Um novo aplicativo de mototáxi, chamado Rotax Mobili, foi descoberto operando sob o controle das facções criminosas Comando Vermelho e Amigos dos Amigos no Rio de Janeiro. O serviço, que funcionou por três meses, cobrava tarifas abusivas, chegando a custar até o dobro do valor de plataformas regulares. Durante investigações, a Polícia Civil constatou que uma corrida entre a Avenida Rio Branco e a Rua da Assembleia custava R$ 35,90 no app do crime, enquanto o mesmo trajeto em um aplicativo regular custaria apenas R$ 15,96.

Os mototaxistas que se cadastraram no Rotax Mobili eram obrigados a repassar de 20% a 30% do valor das corridas para as facções, além de uma taxa mensal.

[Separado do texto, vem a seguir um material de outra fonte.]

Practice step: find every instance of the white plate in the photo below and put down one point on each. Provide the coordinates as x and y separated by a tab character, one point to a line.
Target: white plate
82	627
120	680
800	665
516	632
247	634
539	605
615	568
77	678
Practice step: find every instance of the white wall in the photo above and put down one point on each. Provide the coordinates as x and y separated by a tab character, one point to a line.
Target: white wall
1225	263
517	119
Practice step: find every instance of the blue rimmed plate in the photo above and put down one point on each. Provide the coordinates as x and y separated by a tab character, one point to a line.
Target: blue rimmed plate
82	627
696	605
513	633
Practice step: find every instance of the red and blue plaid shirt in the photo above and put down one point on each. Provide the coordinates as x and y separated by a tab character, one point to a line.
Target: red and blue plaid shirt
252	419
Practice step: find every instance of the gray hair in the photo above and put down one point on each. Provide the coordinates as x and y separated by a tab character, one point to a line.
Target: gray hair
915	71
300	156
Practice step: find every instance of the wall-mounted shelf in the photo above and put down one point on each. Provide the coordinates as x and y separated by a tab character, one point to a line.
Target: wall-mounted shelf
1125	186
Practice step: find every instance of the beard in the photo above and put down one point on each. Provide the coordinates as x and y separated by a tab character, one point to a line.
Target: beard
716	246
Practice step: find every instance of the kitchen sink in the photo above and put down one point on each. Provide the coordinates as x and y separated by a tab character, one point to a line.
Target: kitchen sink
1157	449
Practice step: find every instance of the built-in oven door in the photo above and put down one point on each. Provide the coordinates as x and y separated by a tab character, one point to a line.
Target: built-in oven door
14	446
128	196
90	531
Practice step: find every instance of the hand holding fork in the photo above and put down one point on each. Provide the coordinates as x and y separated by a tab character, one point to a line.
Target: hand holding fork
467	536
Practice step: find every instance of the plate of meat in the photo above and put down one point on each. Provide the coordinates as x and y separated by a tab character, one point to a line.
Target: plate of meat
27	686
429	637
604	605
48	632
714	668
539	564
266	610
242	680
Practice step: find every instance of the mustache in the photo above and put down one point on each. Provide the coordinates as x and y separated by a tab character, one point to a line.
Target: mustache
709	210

O aplicativo, que arrecadava cerca de R$ 1 milhão por mês, foi banido das lojas Google Play e Apple Store há um mês, mas durante sua operação, impediu o funcionamento de serviços regulares nas áreas dominadas, forçando os moradores a utilizá-lo.

Coação e Controle

Cerca de 300 mototaxistas foram coagidos a se cadastrar e trabalhar exclusivamente para o Rotax Mobili. Os criminosos também ameaçavam os moradores para que utilizassem o serviço, com mensagens em grupos de WhatsApp deixando claro que não respeitar as regras poderia ter consequências graves. O aplicativo foi desenvolvido após uma reunião entre líderes das facções, visando expandir o controle sobre o transporte alternativo na Zona Oeste e, futuramente, na Rocinha.

O delegado titular da 34ª DP (Bangu), Alexandre Netto, destacou que a criação do aplicativo não se limitava a uma questão financeira, mas também visava o controle da mobilidade urbana. “É definir quem pode entrar, quem pode sair e para onde vai”, afirmou Netto, evidenciando a gravidade da situação.